An Experiment: Teaching Interns

March 1954
Article
An Experiment: Teaching Interns
March 1954

AN experiment in education, with better teaching as its goal, is taking place this year at Dartmouth and at thirteen other institutions.

At the College, six promising young instructors, all beginning their teaching careers, are working as Educational Interns under a grant from the Fund for the Advancement of Education. established by the Ford Foundation.

The program has now been in operation for one semester, and the consensus among Dartmouth professors connected with it is that it has exciting possibilities - for both the interns and the College. It has already attracted other young faculty members, not interns, who have associated themselves with the group on an informal basis.

The Educational Interns, holding the faculty rank of Instructor in six different departments - Art, Botany, Classics, Government, History and Psychology — are interns in the true sense of the word. As the program operates at Dartmouth, their positions are similar to those of medical or surgical interns in a hospital. The interns are assigned to older, experienced teachers in their respective departments; and in addition, they have a seminar of their own which meets each week, under the chairmanship of Arthur M. Wilson, Professor of Biography and Government.

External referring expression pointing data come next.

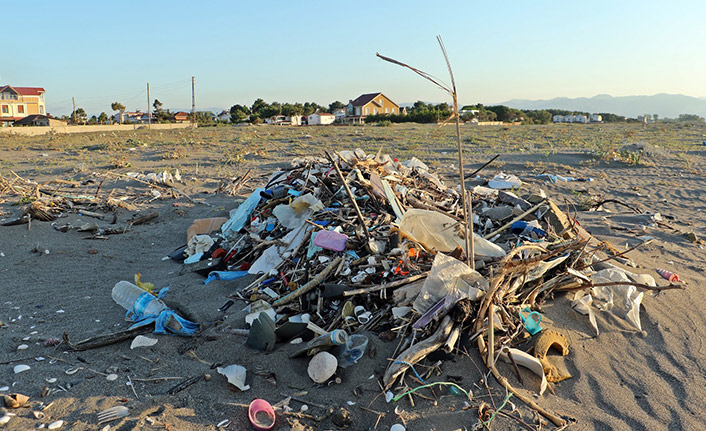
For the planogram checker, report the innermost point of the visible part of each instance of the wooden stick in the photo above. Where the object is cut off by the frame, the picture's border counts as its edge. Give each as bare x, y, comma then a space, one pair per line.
419, 351
386, 286
350, 195
320, 278
518, 218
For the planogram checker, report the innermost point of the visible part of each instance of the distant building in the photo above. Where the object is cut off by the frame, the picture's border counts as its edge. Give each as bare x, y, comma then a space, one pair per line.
370, 104
285, 120
39, 120
320, 118
340, 115
181, 117
127, 117
223, 116
19, 102
579, 118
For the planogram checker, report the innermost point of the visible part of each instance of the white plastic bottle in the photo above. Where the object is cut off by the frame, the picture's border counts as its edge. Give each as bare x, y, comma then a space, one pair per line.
133, 298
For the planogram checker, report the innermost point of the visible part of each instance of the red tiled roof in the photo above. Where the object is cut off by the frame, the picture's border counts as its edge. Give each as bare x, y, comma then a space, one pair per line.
364, 99
25, 91
370, 97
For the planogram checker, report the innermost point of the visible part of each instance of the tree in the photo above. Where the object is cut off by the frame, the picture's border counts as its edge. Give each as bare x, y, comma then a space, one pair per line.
239, 113
117, 106
334, 106
160, 115
79, 115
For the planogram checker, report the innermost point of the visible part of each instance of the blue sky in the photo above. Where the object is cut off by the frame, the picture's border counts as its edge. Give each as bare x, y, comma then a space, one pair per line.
102, 52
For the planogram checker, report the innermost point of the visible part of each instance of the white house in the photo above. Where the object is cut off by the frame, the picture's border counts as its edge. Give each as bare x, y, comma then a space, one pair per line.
125, 117
285, 120
223, 116
340, 114
320, 118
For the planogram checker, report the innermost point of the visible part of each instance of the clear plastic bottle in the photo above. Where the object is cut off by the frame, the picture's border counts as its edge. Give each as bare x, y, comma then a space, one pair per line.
137, 300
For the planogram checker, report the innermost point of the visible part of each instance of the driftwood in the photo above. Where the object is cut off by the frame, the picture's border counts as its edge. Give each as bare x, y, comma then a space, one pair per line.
105, 340
417, 352
397, 283
310, 285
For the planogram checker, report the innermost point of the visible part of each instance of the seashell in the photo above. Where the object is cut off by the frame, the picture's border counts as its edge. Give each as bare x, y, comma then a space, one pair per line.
548, 339
322, 366
235, 375
20, 368
142, 341
15, 401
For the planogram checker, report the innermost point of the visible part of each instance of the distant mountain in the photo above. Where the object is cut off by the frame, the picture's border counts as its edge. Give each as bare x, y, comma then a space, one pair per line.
665, 105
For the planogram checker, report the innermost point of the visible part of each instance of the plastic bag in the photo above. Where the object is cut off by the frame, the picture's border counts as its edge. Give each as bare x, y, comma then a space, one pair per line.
449, 276
443, 233
240, 215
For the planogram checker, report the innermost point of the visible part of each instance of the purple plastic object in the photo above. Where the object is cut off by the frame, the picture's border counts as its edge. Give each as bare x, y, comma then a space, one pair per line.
330, 240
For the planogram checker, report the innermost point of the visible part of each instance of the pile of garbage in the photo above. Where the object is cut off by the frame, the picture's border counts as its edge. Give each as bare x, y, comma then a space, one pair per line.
341, 246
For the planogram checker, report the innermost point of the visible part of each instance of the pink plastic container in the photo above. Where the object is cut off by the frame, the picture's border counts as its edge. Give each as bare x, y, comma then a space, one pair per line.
261, 415
330, 240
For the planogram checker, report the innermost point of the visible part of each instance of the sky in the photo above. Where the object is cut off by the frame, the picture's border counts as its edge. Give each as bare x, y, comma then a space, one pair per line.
102, 52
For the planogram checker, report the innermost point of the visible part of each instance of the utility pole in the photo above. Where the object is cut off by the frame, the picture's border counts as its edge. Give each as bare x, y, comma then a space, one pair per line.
149, 111
193, 104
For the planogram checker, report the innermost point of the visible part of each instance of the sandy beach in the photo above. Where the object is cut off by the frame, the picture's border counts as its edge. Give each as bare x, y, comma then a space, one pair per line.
55, 283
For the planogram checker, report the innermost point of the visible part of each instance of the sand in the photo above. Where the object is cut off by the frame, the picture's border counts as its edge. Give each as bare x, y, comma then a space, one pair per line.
622, 379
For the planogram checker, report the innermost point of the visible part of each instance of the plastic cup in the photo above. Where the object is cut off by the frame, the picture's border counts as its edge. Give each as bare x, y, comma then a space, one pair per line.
261, 415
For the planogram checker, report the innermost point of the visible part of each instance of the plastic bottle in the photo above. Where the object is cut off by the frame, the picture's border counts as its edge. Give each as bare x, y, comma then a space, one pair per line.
134, 299
141, 303
337, 337
352, 350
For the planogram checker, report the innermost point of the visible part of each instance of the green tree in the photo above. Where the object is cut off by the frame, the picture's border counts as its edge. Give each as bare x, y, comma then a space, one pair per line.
334, 106
118, 107
239, 113
79, 116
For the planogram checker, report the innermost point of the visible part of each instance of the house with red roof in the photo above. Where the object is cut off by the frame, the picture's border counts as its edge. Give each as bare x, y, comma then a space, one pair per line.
19, 102
370, 104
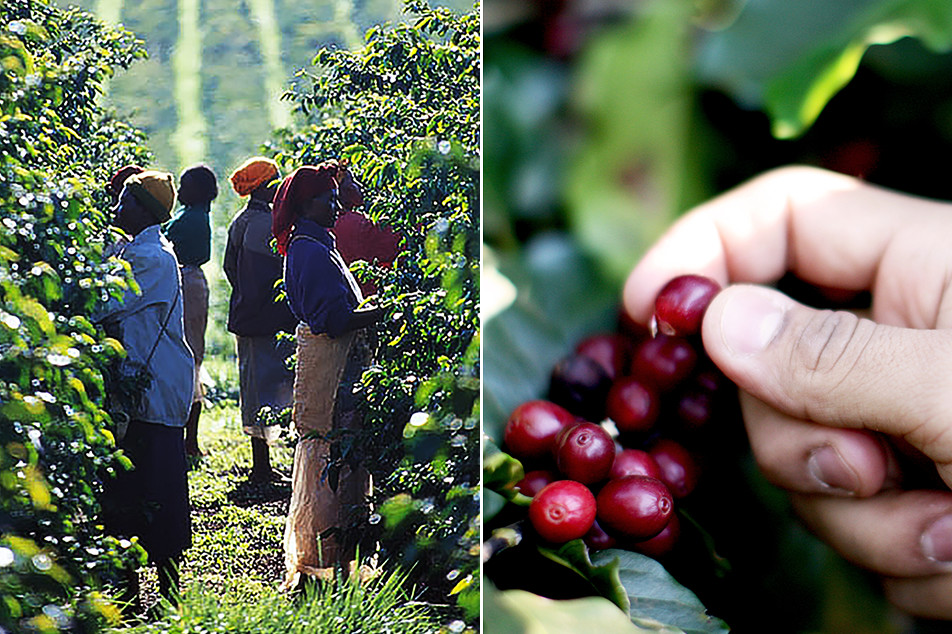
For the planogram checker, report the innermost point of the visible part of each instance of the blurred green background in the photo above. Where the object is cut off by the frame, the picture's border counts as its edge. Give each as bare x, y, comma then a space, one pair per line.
604, 120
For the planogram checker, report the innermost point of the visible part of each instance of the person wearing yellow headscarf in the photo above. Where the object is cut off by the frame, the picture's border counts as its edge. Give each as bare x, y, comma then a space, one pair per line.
151, 501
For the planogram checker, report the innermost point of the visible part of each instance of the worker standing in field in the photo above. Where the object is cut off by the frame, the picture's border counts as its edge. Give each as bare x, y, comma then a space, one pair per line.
255, 316
190, 232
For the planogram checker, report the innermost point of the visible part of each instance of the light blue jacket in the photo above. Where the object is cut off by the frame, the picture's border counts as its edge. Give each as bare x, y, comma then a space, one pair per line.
136, 320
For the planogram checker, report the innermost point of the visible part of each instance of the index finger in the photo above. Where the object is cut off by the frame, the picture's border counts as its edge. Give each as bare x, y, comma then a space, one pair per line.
829, 229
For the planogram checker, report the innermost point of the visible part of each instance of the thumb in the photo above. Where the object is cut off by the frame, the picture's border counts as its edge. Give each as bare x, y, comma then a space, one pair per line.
834, 368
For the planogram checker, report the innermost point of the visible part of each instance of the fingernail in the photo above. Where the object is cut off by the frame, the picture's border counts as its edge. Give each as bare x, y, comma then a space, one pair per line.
750, 321
937, 540
829, 469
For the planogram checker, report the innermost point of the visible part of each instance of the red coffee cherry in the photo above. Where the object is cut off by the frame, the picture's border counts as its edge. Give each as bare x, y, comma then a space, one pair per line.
634, 507
532, 427
585, 453
634, 462
663, 361
534, 481
597, 539
662, 543
562, 511
680, 305
679, 469
632, 406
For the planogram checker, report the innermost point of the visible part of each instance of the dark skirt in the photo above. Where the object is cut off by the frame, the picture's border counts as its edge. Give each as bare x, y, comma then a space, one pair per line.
151, 500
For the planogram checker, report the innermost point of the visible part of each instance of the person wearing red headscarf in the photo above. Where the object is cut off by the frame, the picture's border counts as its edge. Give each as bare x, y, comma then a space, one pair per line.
324, 296
359, 237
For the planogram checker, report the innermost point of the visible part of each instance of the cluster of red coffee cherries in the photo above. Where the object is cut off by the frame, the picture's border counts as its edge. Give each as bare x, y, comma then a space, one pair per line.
606, 455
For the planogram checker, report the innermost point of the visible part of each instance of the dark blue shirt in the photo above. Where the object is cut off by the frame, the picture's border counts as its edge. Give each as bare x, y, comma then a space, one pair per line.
190, 233
321, 290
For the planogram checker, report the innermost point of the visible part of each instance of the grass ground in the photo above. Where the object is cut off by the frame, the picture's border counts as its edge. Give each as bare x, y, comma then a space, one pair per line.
237, 527
230, 575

Besides the supervised teaching of regular classes and seminars, each intern also serves as a counselor for a small group of students on academic probation. It was felt that the best method of giving the interns first-hand experience with some of the problems that face college undergraduates was to throw them immediately into a close, professional relationship with students who have real academic problems. In this part of their teacher training, the interns work closely with the Office of Student Counseling, which provides supervision and guidance.

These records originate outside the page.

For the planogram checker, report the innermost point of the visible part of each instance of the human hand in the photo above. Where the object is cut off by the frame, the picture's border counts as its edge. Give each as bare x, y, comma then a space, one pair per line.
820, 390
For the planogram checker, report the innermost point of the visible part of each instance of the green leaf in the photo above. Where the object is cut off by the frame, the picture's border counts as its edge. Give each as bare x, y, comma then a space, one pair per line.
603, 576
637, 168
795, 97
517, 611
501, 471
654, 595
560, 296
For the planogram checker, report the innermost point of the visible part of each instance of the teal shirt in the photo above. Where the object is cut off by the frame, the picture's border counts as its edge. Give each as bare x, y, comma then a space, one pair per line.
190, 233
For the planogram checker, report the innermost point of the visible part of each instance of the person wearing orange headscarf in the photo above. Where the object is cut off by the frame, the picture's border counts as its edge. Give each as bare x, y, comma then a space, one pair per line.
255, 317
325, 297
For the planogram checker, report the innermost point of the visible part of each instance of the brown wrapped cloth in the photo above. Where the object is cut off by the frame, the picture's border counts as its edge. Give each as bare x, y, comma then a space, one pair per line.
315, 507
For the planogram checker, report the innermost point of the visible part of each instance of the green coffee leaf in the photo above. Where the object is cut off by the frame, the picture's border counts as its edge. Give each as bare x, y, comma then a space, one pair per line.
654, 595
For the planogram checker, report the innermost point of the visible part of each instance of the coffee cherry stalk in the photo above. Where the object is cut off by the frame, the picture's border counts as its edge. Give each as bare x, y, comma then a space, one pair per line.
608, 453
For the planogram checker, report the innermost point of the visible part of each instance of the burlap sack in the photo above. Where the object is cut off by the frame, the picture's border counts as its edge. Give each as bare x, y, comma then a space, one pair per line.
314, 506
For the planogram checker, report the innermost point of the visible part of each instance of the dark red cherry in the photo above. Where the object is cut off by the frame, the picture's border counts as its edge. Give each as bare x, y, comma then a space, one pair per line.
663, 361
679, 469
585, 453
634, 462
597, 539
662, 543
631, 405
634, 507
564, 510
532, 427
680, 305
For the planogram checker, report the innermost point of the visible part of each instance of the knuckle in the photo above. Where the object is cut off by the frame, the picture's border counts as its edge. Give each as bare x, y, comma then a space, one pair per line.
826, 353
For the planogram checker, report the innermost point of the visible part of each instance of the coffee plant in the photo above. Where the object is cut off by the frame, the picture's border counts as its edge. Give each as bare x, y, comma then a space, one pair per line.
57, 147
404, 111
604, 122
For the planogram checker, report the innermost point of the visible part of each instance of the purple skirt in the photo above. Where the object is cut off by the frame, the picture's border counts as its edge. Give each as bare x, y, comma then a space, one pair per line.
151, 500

"The combination of internship, departmental guidance and special seminar," says Professor Wilson, "constitutes one of the most exciting things to happen in years on the campuses of American colleges. This is a technique that we could conceivably broaden out for all teachers." It is his opinion that this effort to formalize the professional relationship between the experienced and the beginning teacher is bound to have - in fact, is already having - a significant effect.

Multiplied in scope, if the national experiment of Educational Interns is deemed a success, the Ford Foundation program can have the effect on college teaching that internships already have in promoting the "art" of the profession in medicine, law and religion. Dartmouth's part in the experiment for better teaching may have lasting benefit on teaching as a profession, on the recruitment of outstanding young men and women as teachers, and, most important, on the thousands of students who will be taught by these interns in the years to come.

Teaching interns at Dartmouth at their weekly seminar with Prof. Arthur M. Wilson, chairman. L to r: Tewfik A. Toussoun, Botany; S. Frederic Wiil Jr., Classics; Professor Wilson; William F. John, Psychology; Richard E. Wagner, Art; David B. Davis '50, History; Andrew M. Scott '45, Government.